PMC · DOI: 10.2196/81865 · 2026-03-06

## TL;DR

This study reviews evidence that virtual reality-based early rehabilitation in ICU patients may help with anxiety, sleep, balance, and motor function, but more research is needed due to low certainty.

## Contribution

The paper provides a systematic review and meta-analysis of VR-based early rehabilitation in ICU patients, highlighting its potential and limitations.

## Key findings

- VR-ERI showed potential trends in improving ICU anxiety and subjective sleep quality, though with very low certainty.
- Follow-up results suggested improved balance and motor function with moderate to low certainty.
- No significant effects were found for objective sleep measures or ICU pain, and safety data were limited.

## Abstract

Early rehabilitation is vital for functional recovery in critically ill patients. Virtual reality–based early rehabilitation intervention (VR-ERI) is an emerging strategy, but evidence on its feasibility, safety, and efficacy remains inconsistent and unsynthesized.

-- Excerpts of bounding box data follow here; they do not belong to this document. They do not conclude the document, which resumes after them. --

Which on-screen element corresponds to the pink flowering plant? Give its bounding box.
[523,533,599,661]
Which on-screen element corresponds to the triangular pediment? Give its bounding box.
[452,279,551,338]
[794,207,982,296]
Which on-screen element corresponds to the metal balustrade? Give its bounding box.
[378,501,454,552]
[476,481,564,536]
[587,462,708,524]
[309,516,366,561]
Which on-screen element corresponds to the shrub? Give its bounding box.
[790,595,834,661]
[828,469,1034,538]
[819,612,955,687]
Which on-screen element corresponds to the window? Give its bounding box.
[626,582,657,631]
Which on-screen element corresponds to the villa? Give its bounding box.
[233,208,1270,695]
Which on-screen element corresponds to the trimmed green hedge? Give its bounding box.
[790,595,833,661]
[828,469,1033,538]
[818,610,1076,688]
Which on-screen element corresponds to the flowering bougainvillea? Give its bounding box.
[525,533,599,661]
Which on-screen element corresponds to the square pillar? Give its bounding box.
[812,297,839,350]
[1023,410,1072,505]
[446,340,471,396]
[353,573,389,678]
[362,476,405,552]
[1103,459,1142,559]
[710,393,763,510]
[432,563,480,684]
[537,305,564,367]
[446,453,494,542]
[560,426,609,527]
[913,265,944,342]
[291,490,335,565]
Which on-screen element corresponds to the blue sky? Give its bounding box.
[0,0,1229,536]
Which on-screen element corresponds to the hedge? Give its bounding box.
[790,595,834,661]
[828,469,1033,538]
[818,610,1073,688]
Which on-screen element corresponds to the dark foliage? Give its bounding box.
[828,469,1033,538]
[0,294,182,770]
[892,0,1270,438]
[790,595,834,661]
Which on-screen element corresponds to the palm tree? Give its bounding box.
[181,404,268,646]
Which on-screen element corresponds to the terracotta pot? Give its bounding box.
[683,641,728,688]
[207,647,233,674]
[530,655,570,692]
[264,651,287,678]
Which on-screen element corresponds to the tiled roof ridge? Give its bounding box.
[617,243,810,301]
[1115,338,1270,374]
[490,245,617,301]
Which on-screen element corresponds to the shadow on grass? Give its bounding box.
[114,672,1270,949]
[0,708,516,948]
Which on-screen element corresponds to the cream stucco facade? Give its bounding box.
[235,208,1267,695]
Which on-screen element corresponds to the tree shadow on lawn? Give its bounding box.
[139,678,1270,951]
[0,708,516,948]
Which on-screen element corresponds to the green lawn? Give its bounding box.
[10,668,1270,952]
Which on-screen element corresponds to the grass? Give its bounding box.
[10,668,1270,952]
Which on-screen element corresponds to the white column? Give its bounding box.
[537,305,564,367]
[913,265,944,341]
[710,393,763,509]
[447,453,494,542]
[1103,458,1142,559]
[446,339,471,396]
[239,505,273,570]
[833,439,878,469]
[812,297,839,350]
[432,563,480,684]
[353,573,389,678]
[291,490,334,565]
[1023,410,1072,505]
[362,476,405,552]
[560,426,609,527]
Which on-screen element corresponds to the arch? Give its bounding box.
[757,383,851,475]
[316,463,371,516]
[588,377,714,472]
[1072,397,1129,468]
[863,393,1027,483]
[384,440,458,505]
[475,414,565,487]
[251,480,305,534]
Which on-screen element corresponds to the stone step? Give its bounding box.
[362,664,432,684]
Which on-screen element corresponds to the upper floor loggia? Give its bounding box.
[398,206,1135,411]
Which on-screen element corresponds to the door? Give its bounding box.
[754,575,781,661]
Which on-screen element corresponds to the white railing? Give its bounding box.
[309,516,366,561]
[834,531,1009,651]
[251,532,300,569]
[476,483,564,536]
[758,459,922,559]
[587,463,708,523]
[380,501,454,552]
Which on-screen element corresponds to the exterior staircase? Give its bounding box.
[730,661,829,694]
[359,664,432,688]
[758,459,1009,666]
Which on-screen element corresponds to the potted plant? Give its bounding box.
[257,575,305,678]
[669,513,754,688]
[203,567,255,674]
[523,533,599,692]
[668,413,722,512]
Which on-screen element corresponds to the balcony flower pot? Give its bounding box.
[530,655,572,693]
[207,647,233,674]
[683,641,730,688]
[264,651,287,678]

We synthesized evidence from randomized controlled trials (RCTs) on the feasibility and safety of VR-ERI in adult critically ill patients and evaluated its effects on functional outcomes during intensive care unit (ICU) stay and at short-term follow-up (≤3 months post ICU).

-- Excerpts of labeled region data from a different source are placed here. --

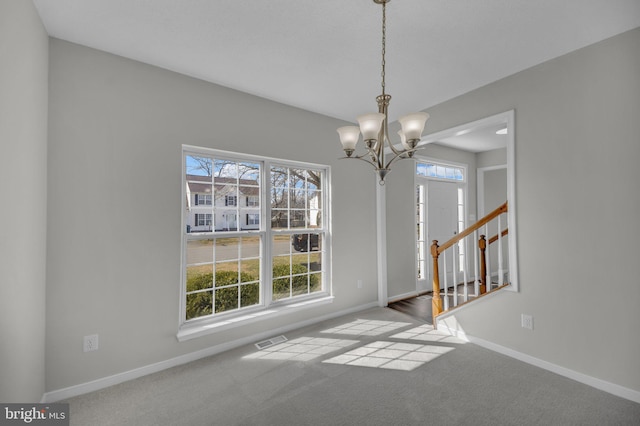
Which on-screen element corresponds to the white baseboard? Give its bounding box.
[387,290,419,303]
[438,322,640,403]
[40,301,378,404]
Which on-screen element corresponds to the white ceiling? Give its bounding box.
[33,0,640,151]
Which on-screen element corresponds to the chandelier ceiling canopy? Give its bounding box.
[338,0,429,185]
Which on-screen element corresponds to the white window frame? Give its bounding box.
[196,194,212,206]
[177,145,333,341]
[247,213,260,225]
[413,156,469,285]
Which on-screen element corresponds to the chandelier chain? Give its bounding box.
[380,1,387,96]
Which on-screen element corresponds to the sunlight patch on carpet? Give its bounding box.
[323,341,454,371]
[391,324,467,344]
[322,319,411,336]
[242,337,359,361]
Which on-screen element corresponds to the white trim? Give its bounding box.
[40,302,378,404]
[387,290,420,303]
[177,145,333,332]
[418,110,519,291]
[376,183,388,308]
[438,318,640,403]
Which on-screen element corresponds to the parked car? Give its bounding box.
[291,234,318,251]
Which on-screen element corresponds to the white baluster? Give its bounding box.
[442,250,449,311]
[473,229,480,297]
[451,244,458,306]
[498,215,504,285]
[462,236,469,302]
[484,223,491,291]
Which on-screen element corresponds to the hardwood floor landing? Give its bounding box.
[389,295,433,324]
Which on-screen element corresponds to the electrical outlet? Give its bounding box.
[83,334,98,352]
[522,314,533,330]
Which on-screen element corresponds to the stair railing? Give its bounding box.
[431,202,509,326]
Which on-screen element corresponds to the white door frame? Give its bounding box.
[419,110,519,291]
[414,156,469,294]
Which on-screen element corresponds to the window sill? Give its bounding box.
[176,296,334,342]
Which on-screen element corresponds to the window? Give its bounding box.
[416,162,465,182]
[247,213,260,225]
[196,194,211,206]
[180,147,329,324]
[195,213,213,226]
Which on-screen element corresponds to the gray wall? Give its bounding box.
[46,39,377,391]
[0,0,48,403]
[387,28,640,391]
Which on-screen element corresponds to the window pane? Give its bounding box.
[309,252,322,272]
[291,254,309,274]
[271,234,291,256]
[240,283,260,308]
[416,163,427,176]
[238,162,260,181]
[185,155,213,177]
[186,291,213,320]
[272,255,291,278]
[216,238,239,262]
[215,287,239,313]
[289,210,307,228]
[216,261,238,278]
[271,188,289,209]
[183,149,325,320]
[240,259,260,283]
[241,235,260,259]
[272,277,291,300]
[307,170,323,190]
[186,240,213,265]
[187,264,213,291]
[271,210,289,229]
[309,272,322,293]
[213,160,238,182]
[289,189,307,209]
[270,167,289,189]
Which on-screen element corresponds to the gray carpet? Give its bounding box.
[65,308,640,426]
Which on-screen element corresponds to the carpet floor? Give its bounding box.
[64,308,640,426]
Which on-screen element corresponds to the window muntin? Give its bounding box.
[182,149,327,322]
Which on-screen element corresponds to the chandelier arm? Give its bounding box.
[338,154,379,170]
[386,147,422,168]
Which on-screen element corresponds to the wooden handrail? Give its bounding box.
[434,201,508,255]
[487,228,509,244]
[431,201,508,327]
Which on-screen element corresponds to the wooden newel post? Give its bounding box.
[431,240,443,327]
[478,235,487,294]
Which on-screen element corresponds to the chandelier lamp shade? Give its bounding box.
[338,0,429,185]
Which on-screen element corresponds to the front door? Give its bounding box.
[427,180,463,288]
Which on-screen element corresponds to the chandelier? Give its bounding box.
[338,0,429,185]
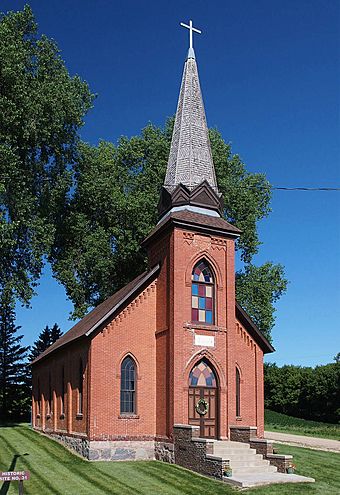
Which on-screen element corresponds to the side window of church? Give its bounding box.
[120,356,136,414]
[78,358,84,414]
[60,366,65,416]
[191,260,214,324]
[236,368,241,416]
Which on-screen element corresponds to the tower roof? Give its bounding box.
[164,47,218,193]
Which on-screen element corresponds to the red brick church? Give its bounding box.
[32,23,274,462]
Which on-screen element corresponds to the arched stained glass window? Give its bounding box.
[120,356,136,414]
[236,368,241,416]
[191,260,214,324]
[189,361,216,388]
[78,358,84,414]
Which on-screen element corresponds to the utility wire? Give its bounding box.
[271,186,340,192]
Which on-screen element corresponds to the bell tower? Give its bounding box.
[143,21,240,438]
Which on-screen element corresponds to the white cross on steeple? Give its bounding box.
[181,20,202,50]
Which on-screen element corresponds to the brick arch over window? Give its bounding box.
[189,358,218,388]
[120,354,137,414]
[183,349,226,390]
[185,254,223,290]
[191,258,215,325]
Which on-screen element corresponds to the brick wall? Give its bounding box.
[32,339,89,435]
[90,281,156,441]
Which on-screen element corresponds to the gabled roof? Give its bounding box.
[235,301,275,354]
[142,209,241,246]
[32,265,159,364]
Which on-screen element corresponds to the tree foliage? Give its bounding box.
[264,362,340,423]
[28,323,63,362]
[0,293,31,420]
[236,262,288,340]
[51,124,284,331]
[0,6,93,304]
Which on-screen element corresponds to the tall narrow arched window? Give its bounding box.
[60,366,65,416]
[236,368,241,416]
[47,372,52,416]
[78,358,84,414]
[120,356,136,414]
[37,378,41,416]
[191,260,214,324]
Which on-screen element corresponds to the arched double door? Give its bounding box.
[188,360,218,438]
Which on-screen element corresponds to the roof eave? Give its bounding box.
[85,263,160,337]
[30,264,160,366]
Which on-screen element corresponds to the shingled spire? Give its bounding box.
[159,21,221,219]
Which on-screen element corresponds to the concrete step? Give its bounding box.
[214,448,259,457]
[213,452,263,461]
[231,465,277,476]
[214,440,249,449]
[214,446,256,455]
[229,459,269,469]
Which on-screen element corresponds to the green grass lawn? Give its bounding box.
[0,425,340,495]
[264,409,340,440]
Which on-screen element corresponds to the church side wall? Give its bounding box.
[148,234,173,442]
[32,339,89,453]
[90,282,156,446]
[229,320,264,437]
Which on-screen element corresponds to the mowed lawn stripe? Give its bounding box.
[12,429,142,495]
[0,434,63,495]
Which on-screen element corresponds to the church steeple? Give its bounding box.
[159,21,221,219]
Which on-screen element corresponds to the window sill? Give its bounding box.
[118,413,139,419]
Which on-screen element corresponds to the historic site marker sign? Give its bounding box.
[0,471,30,495]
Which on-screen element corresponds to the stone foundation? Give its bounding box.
[37,429,157,462]
[174,425,229,479]
[88,440,155,461]
[155,441,175,464]
[48,430,90,459]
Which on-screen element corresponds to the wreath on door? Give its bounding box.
[195,399,209,416]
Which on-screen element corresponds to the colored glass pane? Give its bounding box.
[198,297,205,309]
[191,261,214,324]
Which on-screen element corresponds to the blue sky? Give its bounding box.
[0,0,340,365]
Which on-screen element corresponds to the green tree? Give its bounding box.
[50,119,286,336]
[0,293,30,419]
[236,262,288,340]
[28,323,63,362]
[0,6,93,304]
[264,363,340,423]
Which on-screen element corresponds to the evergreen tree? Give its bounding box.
[28,323,63,362]
[0,293,30,420]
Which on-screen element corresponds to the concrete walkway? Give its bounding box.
[264,431,340,452]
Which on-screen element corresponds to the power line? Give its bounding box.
[272,186,340,192]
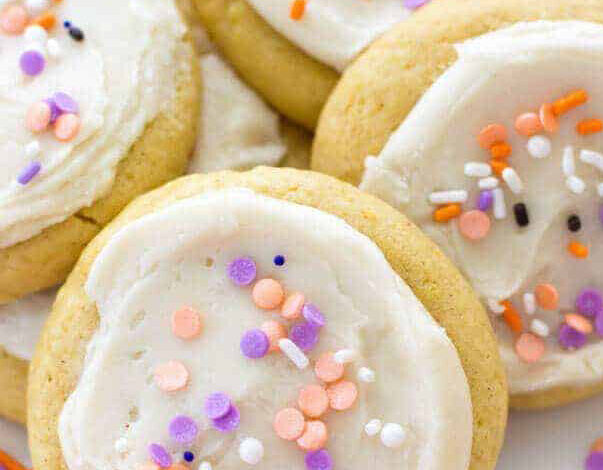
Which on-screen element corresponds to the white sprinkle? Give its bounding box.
[278,338,310,369]
[580,150,603,171]
[381,423,406,448]
[488,299,505,315]
[358,367,375,383]
[333,349,358,364]
[465,162,492,178]
[530,318,550,338]
[429,189,469,204]
[364,419,383,437]
[239,437,264,465]
[25,140,40,158]
[502,167,523,194]
[561,145,576,177]
[523,292,536,315]
[24,24,48,44]
[46,38,61,59]
[565,175,586,194]
[492,188,507,220]
[527,135,551,158]
[477,176,498,189]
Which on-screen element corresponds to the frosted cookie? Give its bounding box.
[314,1,603,407]
[28,168,506,469]
[0,0,199,304]
[196,0,428,130]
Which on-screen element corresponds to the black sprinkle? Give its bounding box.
[69,26,84,41]
[567,214,582,232]
[513,202,530,227]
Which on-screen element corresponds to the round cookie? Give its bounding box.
[196,0,426,130]
[0,2,199,304]
[312,0,603,408]
[28,168,507,469]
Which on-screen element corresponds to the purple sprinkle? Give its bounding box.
[584,452,603,470]
[241,330,270,359]
[477,189,494,212]
[149,444,172,468]
[205,392,232,419]
[228,257,257,286]
[302,304,326,328]
[559,323,586,349]
[289,322,319,351]
[211,405,241,432]
[169,416,199,444]
[576,289,603,318]
[52,91,80,114]
[404,0,430,10]
[19,50,46,77]
[305,449,333,470]
[17,162,42,185]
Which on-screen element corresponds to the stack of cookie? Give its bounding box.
[0,0,603,470]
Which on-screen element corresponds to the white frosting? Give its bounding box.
[189,53,286,173]
[59,189,472,470]
[0,0,185,248]
[361,22,603,393]
[0,289,56,361]
[247,0,412,71]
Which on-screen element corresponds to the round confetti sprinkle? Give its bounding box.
[304,449,333,470]
[559,324,586,349]
[458,210,491,241]
[211,405,241,432]
[241,330,270,359]
[19,50,46,77]
[281,292,306,320]
[327,380,358,411]
[314,352,345,383]
[239,437,264,465]
[289,322,319,351]
[204,392,232,419]
[273,408,306,441]
[172,307,201,339]
[515,333,545,364]
[302,304,326,328]
[251,278,285,310]
[154,361,188,392]
[260,320,287,353]
[576,289,603,318]
[227,257,257,286]
[297,385,329,418]
[297,421,329,451]
[149,444,172,468]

Following PRISMA (Preferred Reporting Items for Systematic Reviews and Meta-Analyses) 2020 guidelines, we searched 10 databases (eg, PubMed, Web of Science, Cochrane Library, and Embase) from inception to October 5, 2025, for Chinese and English publications. We included RCTs comparing VR-ERI with control measures initiated early (within 72 h of ICU admission) in adults. FW and YW independently screened studies and extracted data; YW and YX independently conducted the revised Cochrane Risk of Bias tool assessment. Data were synthesized narratively or via meta-analysis in R Studio using a random-effects model (Hartung-Knapp-Sidik-Jonkman adjustment). Effects were expressed as standardized mean differences (SMD; with Hedges g correction) with 95% CIs and 95% prediction intervals (95% PIs). Subgroup and sensitivity analyses were performed to explore heterogeneity and assess robustness. The Grading of Recommendations Assessment, Development, and Evaluation framework was used to assess the quality of evidence.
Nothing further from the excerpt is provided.